In the span of a year, the companies repatriated $318 billion (SFr348 billion) in assets, handing to the government $20 billion in taxes it would not have received under the old policy.
Corporate tax avoidance and personal tax evasion are substantively different but Ellis holds it up as an example that enforcement is less effective than changes in public policy.
Campbell, a critic of the Obama administration’s budget plans, says Switzerland capitulating on banking secrecy would yield no benefits.
Act globally, think locally
“If Swiss banking secrecy laws were to be thrown out tomorrow, there would probably be some country somewhere that would try to do the same thing,” Campbell said.
“And rather than have the kind of general respect and admiration and worldwide clientele that Swiss banking has right now, these other places would probably get solely tax evaders, which would mean that the US government would be right back where it was before.”
Even on a global scale, all politics is local. “I think this is an area in which they believe they can raise some revenue and say they’re really not raising a tax – they’re simply trying to stop tax evaders,” Campbell said.
So what should the Swiss do? The experts are divided. Mitchell believes officials should diligently attend their meetings with their US counterparts, smile, nod and do little else.
Ellis is more cautious: “The last thing you ever want to do if you’re dealing with a wild animal – in this case, the international tax authorities – is to poke a stick in its eye.”
Justin Häne in Washington DC, swissinfo.ch
Switzerland has been under fire from US lawmakers for a number of years over banking secrecy. Critics say it allows people to store illicit assets and avoid paying taxes.
On May 14, 2008, the problem got worse when a UBS banker and a Liechtenstein businessman were charged with helping a US billionaire evade taxes.
In July 2008, a Miami court said the Internal Revenue Service could issue a summons demanding the names of around 52,000 UBS accountholders without proof that they were all tax evaders.
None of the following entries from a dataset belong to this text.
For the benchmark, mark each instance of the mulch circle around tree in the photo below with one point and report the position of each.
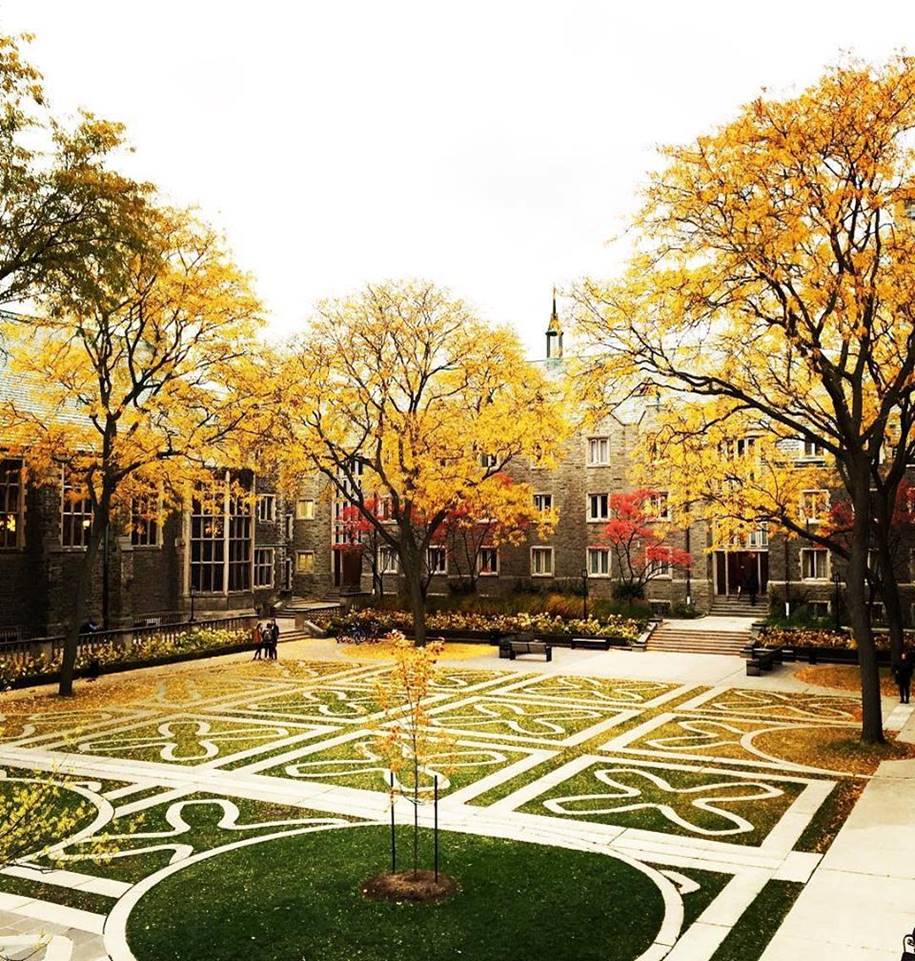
(418, 886)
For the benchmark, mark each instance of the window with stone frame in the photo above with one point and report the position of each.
(144, 521)
(660, 506)
(541, 561)
(75, 514)
(437, 559)
(813, 450)
(814, 505)
(598, 451)
(543, 503)
(814, 564)
(208, 540)
(488, 562)
(12, 504)
(598, 562)
(266, 507)
(388, 561)
(263, 566)
(659, 567)
(240, 543)
(598, 507)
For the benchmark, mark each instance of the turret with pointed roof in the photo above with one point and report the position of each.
(554, 334)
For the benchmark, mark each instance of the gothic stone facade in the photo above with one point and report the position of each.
(234, 559)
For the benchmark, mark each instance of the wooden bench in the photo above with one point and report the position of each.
(762, 660)
(511, 647)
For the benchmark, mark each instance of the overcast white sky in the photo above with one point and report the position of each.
(493, 147)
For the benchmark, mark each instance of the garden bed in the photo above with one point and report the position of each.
(21, 673)
(370, 624)
(819, 645)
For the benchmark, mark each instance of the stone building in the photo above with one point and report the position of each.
(593, 466)
(227, 553)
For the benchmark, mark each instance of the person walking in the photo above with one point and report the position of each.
(752, 586)
(259, 641)
(903, 674)
(273, 634)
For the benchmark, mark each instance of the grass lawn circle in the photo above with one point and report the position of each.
(298, 897)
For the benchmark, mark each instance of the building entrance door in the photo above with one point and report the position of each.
(739, 572)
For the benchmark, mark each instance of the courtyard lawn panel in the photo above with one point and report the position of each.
(299, 898)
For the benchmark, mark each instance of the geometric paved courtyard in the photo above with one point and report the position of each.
(712, 800)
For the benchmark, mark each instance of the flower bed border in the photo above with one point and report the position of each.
(495, 637)
(814, 654)
(118, 667)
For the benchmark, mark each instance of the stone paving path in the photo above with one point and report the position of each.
(860, 901)
(568, 745)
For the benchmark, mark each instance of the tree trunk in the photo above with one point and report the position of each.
(889, 586)
(417, 601)
(80, 611)
(859, 617)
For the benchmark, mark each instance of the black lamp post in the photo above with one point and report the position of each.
(836, 581)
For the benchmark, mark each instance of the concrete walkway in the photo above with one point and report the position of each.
(860, 901)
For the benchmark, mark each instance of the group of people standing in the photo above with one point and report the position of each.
(266, 637)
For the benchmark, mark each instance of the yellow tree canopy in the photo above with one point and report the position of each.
(401, 392)
(776, 264)
(738, 475)
(134, 388)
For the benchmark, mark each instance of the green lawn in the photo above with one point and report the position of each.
(298, 899)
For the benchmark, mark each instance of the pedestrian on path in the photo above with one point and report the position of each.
(903, 674)
(273, 637)
(259, 641)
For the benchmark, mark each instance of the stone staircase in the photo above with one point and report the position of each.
(692, 637)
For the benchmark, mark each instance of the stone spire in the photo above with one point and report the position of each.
(554, 334)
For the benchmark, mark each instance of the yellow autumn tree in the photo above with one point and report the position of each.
(132, 392)
(775, 273)
(488, 517)
(407, 742)
(64, 202)
(400, 394)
Swiss banks are not allowed to reveal the names of people who only fail to disclose assets or income to the US authorities. The Swiss government said the order would violate the country’s sovereignty as well as an existing Swiss-US income tax treaty.
Citing updates to a treaty dating to 1951, Switzerland says it cooperates in cases of “tax fraud and the like”.
The Internal Revenue Service says the treaty should be “viewed in context”.
UBS has in the mean time quit private banking in the US and will hand over a few hundred client names.
In March, the Swiss decided to ease banking secrecy. They are renegotiating double taxation agreements with a number of countries, including the US, but have already said they will drop the distinction between evasion and fraud.
Swiss officials will meet US officials for a second time on June 16.
People wishing to dodge paying taxes on their assets can do so by three means: avoidance, evasion and fraud.
Avoidance is the legitimate means of structuring finances so they don’t fall under the scope of taxable assets. This can be done, for example, by setting up a trust fund or by changing country residence or nationality.
Evasion is the deliberate concealing the true state of assets from the tax authorities – in other words, lying about the extent of your assets. This is a civil offence in Switzerland and some other countries, such as Austria and Liechtenstein, but criminal in most states.
The main distinction between evasion and fraud is that the perpetrator tells lies on official documentation. Unless tax fraud can be proved, Swiss banks are not obliged to hand over details of client assets to investigators. In some cases this information is needed before fraud can be established in the first place.